Table for One, Party of Many
Working in a restaurant is stressful. Let’s face it, where else does a customer go and expect a plate of food to be in front of them in no more than fifteen minutes. If you are getting your tires rotated or seeing the doctor, you are prepared for the hour-long wait time.
The people that work in a restaurant must work together. Teamwork is paramount. Job sabotage that you read when scrolling does not occur in the restaurant industry (unless it is directed towards a patron).
The people I work with in the business are my family. We tell each other our secrets, our goals and our dreams over dicing, slicing and sautéing. We spend hours together; each ticket is a new experience. Someone wants to substitute, someone else has dietary restrictions and then there is always the person with allergies that comes in at the peak of service.

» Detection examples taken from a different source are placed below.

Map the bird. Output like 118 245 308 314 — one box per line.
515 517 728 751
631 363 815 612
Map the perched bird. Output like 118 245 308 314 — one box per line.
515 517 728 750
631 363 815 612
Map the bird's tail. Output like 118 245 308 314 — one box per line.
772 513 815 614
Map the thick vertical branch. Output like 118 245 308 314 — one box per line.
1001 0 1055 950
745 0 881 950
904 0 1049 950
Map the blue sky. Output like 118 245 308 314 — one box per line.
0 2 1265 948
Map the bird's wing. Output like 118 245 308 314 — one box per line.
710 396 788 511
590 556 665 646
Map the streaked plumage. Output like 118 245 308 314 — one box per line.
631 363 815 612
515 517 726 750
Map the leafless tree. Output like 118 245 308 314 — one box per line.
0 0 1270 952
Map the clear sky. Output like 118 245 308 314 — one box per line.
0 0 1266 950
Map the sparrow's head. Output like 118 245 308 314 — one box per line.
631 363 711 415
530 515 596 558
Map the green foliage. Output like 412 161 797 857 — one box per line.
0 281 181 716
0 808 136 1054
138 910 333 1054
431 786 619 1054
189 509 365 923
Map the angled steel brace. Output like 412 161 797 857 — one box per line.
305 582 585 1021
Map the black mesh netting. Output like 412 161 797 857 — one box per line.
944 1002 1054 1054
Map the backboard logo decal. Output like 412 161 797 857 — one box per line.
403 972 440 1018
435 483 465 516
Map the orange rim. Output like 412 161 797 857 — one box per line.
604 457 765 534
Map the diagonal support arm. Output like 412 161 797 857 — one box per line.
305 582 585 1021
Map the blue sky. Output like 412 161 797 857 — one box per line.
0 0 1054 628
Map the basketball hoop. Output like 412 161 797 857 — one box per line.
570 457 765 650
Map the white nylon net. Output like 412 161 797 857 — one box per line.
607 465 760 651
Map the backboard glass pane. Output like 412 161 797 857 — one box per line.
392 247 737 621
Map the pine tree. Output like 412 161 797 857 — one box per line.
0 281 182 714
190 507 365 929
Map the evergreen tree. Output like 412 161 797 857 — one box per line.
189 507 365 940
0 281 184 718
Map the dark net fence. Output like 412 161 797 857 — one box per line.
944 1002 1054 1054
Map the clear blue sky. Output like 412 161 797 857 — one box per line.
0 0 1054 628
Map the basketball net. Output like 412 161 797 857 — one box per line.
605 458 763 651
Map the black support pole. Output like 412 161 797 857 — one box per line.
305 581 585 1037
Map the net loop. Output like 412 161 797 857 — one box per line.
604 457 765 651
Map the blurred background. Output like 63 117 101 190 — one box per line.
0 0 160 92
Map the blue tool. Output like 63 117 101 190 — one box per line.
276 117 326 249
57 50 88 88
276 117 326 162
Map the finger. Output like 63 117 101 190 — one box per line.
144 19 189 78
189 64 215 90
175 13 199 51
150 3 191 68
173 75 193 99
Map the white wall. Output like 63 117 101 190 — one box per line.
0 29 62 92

We laughingly (usually) accommodate the patrons, wanting their dining experience to be a good memory. But more importantly, we communicate with each other. Sometimes the stress boils over into profanity at the idiotic request, but we still make it as perfect as we would want it.
The cooking shows focus on the expediter (the final approval before the dish goes to the patron) but there is so much work involved before the dish hits the counter for final approbation.
The team knows what it takes, and everyone works towards the common goal, making service go smoothly. Multitasking is a must, and keeping orders in your head as the tickets are punched in keeps us all from getting in the weeds.
If a steak plate goes with a fish plate, the grill station and the sauté station must communicate. A piece of fish will dry out quickly under the heat lamp. Food placed on a hot plate continues cooking, so the timing must be exact. The server wants both dishes ready at the same time, and their tips depend upon us doing everything right.
We achieve this using kitchen slang, “2 minutes on beef” or “risotto coming up”. The other person or people working on the same order repeat the phrase to show it has been heard and acknowledged.
When service is done, the cleanup and prep for the next day behind us, we always give each other praise and high fives-much like a football team. The camaraderie comes with the job, and I would not trade it for anything. These people working in high heat, hot oils and sharp knives are my family. If I ever needed someone to bail me out of a predicament in the middle of the night, these are the people I would call. I can rely on them, as they can rely on me.
Now that I am retired, it has been pointed out to me that I tend to talk too loudly. I also yell “behind” when I walk by my sibling in the kitchen. Some habits are so ingrained they will never die.
My birth family accept my idiosyncrasies, but I still miss my restaurant family and the high fives at the end of a Saturday night.